The federal bill is the first of two the House is voting on this week as Democrats move to tighten gun laws following eight years of Republican control. The other bill would extend the review period for background checks from three to 10 days.
Both bills face dim prospects in the Republican-controlled Senate and veto threats from President Donald Trump, who said they would impose unreasonable requirements on gun owners.
Just eight Republicans joined 232 Democrats to support the bill, while only two Democrats voted against it.
The White House said in a veto message the background-checks bill could block someone from borrowing a firearm for self-defense or allowing a neighbor to take care of a gun while traveling.
Democrats called those arguments misleading and said gun owners have a responsibility to ensure firearms are properly handled. The bill includes exceptions allowing temporary transfers to prevent imminent harm or for use at a target range.

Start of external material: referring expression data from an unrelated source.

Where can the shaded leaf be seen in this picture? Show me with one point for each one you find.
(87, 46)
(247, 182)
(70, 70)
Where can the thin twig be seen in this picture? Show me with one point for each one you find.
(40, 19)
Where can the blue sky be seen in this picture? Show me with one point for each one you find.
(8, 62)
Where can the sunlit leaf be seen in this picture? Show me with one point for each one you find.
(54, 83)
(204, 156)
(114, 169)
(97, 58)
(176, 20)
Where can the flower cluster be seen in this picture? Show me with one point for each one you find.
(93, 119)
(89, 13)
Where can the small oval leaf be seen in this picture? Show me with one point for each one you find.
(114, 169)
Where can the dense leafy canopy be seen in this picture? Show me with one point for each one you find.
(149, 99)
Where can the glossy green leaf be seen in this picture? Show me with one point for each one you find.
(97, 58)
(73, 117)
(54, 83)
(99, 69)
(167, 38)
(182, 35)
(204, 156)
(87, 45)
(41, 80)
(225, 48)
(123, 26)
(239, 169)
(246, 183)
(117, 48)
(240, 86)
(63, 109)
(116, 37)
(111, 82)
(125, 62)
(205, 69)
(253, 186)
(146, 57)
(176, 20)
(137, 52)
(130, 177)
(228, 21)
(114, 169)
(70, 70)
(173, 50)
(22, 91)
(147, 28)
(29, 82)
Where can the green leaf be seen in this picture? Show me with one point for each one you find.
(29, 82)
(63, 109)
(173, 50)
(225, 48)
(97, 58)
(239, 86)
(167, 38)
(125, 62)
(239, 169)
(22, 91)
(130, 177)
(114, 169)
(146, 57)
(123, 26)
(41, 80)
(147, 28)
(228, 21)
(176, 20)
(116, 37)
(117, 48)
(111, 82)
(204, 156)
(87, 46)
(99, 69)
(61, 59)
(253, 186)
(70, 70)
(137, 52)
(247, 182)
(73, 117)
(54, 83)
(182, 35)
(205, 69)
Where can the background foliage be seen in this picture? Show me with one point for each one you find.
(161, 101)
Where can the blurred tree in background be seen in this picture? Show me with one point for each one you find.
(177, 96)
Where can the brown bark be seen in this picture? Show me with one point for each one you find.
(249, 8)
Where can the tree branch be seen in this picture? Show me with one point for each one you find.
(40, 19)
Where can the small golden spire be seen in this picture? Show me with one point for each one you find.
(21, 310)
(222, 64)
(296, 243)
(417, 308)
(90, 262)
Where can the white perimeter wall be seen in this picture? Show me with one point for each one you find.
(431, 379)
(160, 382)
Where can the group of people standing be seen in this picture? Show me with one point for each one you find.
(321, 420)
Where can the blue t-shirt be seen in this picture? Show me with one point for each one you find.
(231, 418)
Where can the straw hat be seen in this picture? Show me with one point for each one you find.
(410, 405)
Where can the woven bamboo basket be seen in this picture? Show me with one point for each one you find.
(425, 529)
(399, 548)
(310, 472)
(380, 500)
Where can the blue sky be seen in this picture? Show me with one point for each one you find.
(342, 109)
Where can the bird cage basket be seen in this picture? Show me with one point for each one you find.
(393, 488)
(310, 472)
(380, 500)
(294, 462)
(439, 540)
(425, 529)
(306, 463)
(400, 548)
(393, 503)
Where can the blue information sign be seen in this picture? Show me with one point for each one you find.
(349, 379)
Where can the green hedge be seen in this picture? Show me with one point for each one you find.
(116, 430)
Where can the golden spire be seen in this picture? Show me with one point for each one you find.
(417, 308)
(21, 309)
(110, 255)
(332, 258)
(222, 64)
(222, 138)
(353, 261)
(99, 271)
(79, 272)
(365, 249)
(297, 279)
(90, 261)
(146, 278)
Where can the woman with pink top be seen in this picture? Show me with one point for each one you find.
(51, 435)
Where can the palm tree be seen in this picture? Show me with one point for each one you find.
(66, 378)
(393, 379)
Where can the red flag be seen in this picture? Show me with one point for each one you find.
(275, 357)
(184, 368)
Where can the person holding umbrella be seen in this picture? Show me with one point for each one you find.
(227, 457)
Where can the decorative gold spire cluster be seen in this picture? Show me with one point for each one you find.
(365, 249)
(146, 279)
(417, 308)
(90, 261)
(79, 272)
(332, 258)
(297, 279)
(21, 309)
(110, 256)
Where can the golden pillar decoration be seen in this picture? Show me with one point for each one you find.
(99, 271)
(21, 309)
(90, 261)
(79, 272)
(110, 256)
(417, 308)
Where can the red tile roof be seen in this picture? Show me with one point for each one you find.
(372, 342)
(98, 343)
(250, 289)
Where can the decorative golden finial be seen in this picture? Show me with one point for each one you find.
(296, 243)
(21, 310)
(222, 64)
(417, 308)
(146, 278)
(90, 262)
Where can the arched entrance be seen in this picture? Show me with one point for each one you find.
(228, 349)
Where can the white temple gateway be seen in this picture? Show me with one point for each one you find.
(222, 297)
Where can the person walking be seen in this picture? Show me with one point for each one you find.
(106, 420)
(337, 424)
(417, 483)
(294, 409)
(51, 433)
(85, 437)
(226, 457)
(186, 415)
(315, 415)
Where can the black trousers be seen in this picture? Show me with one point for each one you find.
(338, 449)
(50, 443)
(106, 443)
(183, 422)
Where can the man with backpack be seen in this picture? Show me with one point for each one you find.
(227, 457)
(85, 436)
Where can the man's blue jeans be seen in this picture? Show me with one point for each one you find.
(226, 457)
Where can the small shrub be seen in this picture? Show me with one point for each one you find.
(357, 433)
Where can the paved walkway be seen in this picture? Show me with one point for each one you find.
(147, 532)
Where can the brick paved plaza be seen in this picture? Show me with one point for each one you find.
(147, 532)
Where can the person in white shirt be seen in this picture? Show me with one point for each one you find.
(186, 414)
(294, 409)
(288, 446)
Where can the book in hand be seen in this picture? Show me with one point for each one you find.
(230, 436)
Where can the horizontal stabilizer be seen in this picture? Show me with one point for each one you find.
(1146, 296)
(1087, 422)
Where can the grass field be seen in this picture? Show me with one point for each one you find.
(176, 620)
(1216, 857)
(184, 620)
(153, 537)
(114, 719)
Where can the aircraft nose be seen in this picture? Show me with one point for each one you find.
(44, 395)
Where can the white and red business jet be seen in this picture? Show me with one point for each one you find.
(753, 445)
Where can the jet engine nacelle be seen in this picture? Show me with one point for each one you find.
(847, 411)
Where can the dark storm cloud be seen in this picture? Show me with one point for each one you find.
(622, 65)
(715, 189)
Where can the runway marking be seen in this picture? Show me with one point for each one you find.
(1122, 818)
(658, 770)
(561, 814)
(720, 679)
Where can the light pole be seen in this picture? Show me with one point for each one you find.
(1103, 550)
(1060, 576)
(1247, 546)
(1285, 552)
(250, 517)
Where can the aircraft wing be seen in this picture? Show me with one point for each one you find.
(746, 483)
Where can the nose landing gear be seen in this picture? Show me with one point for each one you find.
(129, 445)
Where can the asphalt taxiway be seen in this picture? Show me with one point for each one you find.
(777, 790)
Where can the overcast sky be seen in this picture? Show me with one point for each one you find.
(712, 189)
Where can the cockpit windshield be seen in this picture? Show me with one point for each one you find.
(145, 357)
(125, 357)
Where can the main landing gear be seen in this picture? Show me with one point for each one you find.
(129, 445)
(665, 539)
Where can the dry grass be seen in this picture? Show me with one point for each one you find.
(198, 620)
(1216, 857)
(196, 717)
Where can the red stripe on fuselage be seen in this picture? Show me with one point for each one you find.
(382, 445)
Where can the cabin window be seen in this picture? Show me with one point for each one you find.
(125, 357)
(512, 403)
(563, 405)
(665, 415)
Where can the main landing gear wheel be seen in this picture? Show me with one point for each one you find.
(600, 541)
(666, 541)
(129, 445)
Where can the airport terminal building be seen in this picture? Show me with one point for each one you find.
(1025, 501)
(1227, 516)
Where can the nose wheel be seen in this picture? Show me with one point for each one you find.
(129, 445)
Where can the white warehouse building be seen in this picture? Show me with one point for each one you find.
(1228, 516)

The long-delayed bill would merely close loopholes to ensure that background checks are extended to private and online sales that often go undetected, Democrats said.

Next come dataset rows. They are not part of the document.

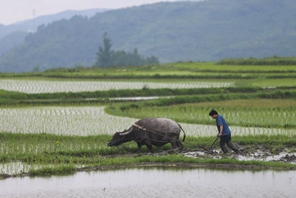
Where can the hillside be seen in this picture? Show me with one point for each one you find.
(14, 34)
(181, 31)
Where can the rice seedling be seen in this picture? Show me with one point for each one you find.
(41, 86)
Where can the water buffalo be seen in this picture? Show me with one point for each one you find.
(151, 131)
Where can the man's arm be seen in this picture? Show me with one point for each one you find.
(220, 130)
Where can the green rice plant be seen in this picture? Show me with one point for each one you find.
(56, 170)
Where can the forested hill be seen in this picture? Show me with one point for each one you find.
(181, 31)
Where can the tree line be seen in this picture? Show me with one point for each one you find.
(107, 57)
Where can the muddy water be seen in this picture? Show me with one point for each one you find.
(155, 183)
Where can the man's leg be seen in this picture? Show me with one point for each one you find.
(223, 140)
(232, 146)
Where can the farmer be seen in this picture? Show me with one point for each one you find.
(223, 132)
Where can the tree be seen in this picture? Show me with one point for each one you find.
(104, 55)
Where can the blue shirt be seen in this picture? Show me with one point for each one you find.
(220, 120)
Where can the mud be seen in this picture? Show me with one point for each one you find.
(254, 152)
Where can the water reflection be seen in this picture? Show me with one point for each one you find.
(155, 183)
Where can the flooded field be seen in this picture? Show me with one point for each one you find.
(41, 86)
(92, 120)
(155, 182)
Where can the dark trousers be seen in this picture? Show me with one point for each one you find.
(226, 139)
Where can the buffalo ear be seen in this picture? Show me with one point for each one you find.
(127, 131)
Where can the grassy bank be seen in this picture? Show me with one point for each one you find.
(57, 155)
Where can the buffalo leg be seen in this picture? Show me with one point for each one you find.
(179, 144)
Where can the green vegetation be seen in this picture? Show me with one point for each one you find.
(44, 154)
(259, 96)
(172, 31)
(107, 58)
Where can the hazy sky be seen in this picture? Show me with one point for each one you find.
(12, 11)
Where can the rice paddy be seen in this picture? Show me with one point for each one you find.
(63, 135)
(41, 86)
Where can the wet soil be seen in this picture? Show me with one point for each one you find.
(248, 153)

While Republicans mostly opposed the bill, the GOP scored a procedural victory when the House accepted a Republican amendment requiring gun sellers notify Immigration and Customs Enforcement when an illegal immigrant tries to buy a gun. Twenty-six Democrats joined with Republicans to support the amendment, offered by Rep. Doug Collins, R-Ga.

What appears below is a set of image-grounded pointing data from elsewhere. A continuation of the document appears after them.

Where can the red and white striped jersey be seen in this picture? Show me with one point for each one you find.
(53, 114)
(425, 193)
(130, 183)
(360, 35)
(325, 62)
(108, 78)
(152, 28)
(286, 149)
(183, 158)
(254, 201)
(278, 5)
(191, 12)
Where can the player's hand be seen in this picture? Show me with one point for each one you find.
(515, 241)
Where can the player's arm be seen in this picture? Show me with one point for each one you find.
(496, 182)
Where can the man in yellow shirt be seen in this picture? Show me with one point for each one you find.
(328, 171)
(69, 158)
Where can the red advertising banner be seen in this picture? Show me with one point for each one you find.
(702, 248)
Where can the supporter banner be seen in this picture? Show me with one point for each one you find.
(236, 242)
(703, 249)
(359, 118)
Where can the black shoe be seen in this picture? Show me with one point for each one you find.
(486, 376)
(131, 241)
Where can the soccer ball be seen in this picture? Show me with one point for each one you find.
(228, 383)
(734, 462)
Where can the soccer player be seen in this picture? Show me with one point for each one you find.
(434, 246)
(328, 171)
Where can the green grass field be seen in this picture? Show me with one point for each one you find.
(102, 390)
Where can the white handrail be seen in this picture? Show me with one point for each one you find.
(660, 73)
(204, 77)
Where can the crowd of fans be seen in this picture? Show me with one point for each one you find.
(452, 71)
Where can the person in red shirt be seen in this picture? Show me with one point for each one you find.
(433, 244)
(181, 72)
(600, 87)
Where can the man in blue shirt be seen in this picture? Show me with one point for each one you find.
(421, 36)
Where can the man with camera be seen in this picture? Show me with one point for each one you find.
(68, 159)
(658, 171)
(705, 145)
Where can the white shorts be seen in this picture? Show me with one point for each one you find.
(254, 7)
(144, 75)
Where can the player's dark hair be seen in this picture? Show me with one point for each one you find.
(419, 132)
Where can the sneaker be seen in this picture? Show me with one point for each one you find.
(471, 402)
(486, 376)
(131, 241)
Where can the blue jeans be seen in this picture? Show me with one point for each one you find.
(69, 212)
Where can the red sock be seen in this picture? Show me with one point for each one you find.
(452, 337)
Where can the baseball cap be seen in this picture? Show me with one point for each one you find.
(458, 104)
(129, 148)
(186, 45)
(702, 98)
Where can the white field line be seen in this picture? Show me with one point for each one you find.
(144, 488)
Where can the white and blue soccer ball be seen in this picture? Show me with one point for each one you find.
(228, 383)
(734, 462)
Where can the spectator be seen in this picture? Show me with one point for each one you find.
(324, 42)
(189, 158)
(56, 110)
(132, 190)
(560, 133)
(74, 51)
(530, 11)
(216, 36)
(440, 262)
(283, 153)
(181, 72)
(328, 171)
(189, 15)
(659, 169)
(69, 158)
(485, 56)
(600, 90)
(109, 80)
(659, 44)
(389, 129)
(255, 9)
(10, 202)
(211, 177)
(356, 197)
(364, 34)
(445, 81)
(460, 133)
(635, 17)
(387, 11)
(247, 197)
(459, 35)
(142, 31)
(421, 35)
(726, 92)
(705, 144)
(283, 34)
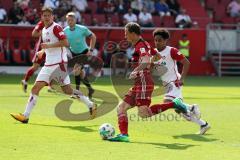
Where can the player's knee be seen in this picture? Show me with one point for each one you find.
(35, 90)
(122, 108)
(35, 66)
(67, 90)
(143, 115)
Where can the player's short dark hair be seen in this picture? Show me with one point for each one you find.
(161, 32)
(71, 14)
(133, 27)
(47, 9)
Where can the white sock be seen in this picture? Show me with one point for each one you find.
(30, 105)
(83, 98)
(191, 118)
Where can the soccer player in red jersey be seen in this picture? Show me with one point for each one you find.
(140, 94)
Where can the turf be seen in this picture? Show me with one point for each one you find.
(47, 137)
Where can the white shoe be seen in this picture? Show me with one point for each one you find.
(204, 128)
(24, 86)
(195, 111)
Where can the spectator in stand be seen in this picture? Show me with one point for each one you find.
(234, 8)
(51, 3)
(15, 14)
(183, 20)
(24, 22)
(129, 17)
(109, 7)
(94, 22)
(162, 8)
(145, 18)
(173, 6)
(149, 5)
(66, 5)
(77, 15)
(31, 13)
(3, 15)
(109, 22)
(63, 22)
(137, 6)
(81, 5)
(120, 7)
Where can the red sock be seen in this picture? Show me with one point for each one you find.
(29, 73)
(157, 108)
(123, 123)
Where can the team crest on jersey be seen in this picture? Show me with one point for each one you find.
(142, 50)
(61, 33)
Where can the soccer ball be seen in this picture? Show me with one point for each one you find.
(106, 131)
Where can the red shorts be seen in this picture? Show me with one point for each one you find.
(140, 94)
(38, 60)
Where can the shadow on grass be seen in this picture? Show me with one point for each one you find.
(195, 137)
(77, 128)
(175, 146)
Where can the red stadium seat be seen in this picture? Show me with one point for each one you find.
(100, 18)
(156, 21)
(87, 18)
(168, 21)
(2, 59)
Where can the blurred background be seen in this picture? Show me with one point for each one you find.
(212, 28)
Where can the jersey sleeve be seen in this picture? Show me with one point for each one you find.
(86, 32)
(176, 55)
(58, 32)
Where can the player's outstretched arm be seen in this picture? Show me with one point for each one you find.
(145, 63)
(92, 41)
(37, 30)
(61, 43)
(186, 65)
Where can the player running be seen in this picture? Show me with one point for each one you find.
(37, 59)
(140, 94)
(55, 67)
(76, 35)
(172, 79)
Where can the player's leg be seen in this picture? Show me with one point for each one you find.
(32, 100)
(28, 74)
(194, 115)
(89, 86)
(122, 109)
(77, 81)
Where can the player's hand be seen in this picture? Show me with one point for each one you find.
(133, 75)
(39, 26)
(178, 83)
(44, 46)
(40, 53)
(89, 53)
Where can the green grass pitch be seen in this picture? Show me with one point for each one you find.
(47, 137)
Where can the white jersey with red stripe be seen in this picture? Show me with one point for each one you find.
(170, 56)
(52, 34)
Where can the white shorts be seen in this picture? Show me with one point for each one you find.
(57, 73)
(172, 92)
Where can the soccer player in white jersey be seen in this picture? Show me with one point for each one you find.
(55, 67)
(172, 79)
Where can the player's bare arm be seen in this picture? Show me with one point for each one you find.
(145, 63)
(92, 42)
(61, 43)
(186, 66)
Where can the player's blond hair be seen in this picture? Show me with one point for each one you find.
(70, 14)
(47, 9)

House Speaker Nancy Pelosi downplayed the GOP proposal, saying, “We won a big victory — get the message.”
Pelosi, D-Calif., called the House vote “historic” and hailed the bill as “a long-overdue, commonsense action to end the epidemic of gun violence in America.”
House Minority Whip Steve Scalise, R-La., who was gravely wounded in a 2017 shooting at a congressional baseball practice, said stricter background checks would not have prevented his shooting or other tragedies.
“What it would do is make criminals out of law-abiding citizens,” Scalise said. “If you go hunting with a friend and your friend wants to borrow your rifle, you better bring your attorney with you because depending on what you do with that gun you may be a felon if you loan it to him.”
Democrats said the bill includes exceptions allowing temporary transfers for anyone who feels threatened by a domestic partner or other person. The bill also allows a gun owner to loan their weapon and for use at a target range.
Collins, the top Republican on the Judiciary panel, said the bill “foolishly presumes criminals who flout existing laws will suddenly submit themselves to background checks.”
Democrats and other bill supporters are “delusional” if they think “a criminal trading cocaine to another criminal for a firearm will reconsider due to” the background checks bill, he said.
But Kris Brown, president of Brady, a gun control group formerly known as the Brady Campaign to Prevent Gun Violence, said the bill will save lives.
Brown called the House vote “a monumental step forward for gun violence prevention in our country” and hailed Thompson and other lawmakers who pushed for the measure.
“On to the Senate!” she said.
The Hobbs News-Sun contributed to this report.